In “Ghosts,” Ibsen preaches a terrible sermon on the responsibility of one generation for the next, but not all his relentless logic can move you to the sharp throb of horrified sympathy you feel as you see Nelse Pettingrew’s poor mother run down the street, her shawl flung hastily over her head, framing a face of despairing resolve, such as can never look at you out of the pages of a book. Somebody has told her that Nelse has been drinking again and “is beginning to get ugly.” For Hillsboro is no model village, but the world entire, with hateful forces of evil lying in wait for weakness. Who will not lay down “Ghosts” to watch, with a painfully beating heart, the progress of this living “Mrs. Alving” past the house, pleading, persuading, coaxing the burly weakling, who will be saved from a week’s debauch if she can only get him safely home now, and keep him quiet till “the fit goes by.”

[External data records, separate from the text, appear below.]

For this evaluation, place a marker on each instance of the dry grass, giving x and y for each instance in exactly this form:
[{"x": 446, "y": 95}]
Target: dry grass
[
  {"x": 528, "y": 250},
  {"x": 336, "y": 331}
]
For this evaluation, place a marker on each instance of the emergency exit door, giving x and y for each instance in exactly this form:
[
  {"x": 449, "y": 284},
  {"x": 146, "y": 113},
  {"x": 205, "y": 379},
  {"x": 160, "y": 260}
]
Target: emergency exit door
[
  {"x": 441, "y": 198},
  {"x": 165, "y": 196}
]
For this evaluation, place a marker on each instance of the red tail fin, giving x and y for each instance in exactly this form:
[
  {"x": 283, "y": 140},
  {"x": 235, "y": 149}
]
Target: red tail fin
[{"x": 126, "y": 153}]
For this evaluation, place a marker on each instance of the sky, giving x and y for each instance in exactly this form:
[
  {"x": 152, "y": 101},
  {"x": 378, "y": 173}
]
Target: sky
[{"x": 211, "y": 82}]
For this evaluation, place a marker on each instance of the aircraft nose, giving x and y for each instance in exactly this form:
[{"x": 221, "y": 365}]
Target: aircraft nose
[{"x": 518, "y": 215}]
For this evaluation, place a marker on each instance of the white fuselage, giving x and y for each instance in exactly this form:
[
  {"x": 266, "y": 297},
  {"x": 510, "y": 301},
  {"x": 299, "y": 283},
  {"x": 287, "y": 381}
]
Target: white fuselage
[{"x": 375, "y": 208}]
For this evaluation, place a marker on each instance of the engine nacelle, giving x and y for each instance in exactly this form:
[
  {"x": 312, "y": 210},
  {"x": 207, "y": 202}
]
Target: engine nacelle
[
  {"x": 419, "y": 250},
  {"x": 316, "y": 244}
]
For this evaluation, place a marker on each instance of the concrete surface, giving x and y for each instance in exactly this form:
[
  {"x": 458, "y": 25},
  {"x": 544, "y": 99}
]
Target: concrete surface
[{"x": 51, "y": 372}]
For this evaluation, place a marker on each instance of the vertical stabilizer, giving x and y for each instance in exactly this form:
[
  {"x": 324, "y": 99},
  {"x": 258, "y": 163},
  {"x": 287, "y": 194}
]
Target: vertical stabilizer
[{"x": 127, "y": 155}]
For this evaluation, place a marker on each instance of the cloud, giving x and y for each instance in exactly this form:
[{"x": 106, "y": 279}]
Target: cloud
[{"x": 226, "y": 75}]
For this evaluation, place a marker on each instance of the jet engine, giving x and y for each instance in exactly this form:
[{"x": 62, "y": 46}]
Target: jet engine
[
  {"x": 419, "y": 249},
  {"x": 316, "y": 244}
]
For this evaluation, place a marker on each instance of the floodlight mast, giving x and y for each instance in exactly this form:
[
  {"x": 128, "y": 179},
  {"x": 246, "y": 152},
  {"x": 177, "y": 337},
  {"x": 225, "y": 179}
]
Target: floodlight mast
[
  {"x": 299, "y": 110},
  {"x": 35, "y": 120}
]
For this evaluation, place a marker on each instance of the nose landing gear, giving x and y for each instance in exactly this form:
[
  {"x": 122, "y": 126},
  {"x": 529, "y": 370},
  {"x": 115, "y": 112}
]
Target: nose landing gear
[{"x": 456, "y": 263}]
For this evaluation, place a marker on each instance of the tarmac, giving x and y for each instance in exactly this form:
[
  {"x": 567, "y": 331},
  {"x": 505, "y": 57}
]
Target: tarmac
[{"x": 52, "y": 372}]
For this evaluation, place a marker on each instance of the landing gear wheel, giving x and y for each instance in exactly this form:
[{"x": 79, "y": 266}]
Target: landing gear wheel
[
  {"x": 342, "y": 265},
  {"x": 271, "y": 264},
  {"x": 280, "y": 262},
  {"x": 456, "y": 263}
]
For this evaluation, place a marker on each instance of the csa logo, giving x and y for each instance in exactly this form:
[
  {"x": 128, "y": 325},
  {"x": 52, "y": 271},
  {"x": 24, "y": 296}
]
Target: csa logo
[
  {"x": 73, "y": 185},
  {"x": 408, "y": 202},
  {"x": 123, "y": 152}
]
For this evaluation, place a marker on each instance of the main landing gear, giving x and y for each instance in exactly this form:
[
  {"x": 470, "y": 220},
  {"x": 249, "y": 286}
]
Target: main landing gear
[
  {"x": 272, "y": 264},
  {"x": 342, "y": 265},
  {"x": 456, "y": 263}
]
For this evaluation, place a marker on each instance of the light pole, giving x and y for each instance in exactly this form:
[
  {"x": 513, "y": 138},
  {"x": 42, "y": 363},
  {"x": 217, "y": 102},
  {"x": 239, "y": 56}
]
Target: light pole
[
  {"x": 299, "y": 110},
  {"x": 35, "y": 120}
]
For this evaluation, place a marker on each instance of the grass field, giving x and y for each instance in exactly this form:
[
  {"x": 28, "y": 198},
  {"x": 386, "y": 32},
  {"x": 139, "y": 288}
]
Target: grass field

At the sight everybody in Hillsboro realizes that Nelse “got it from his father,” with a penetrating sense of the tragedy of heredity, quite as stimulating to self-control in the future as Ibsen is able to make us feel in “Ghosts.” But we know something better than Ibsen, for Mrs. Pettingrew is no “Mrs. Alving.” She is a plain, hard-featured woman who takes in sewing for a living, and she is quite unlettered, but she is a general in the army of spiritual forces. She does not despair, she does not give up like the half-hearted mother in “Ghosts,” she does not waste her strength in concealments; she stands up to her enemy and fights. She fought the wild beast in Nelse’s father, hand to hand, all his life, and he died a better man than when she married him. Undaunted, she fought it in Nelse as a boy, and now as a man; and in the flowering of his physical forces when the wind of his youth blows most wildly through the hateful thicket of inherited weaknesses she generally wins the battle.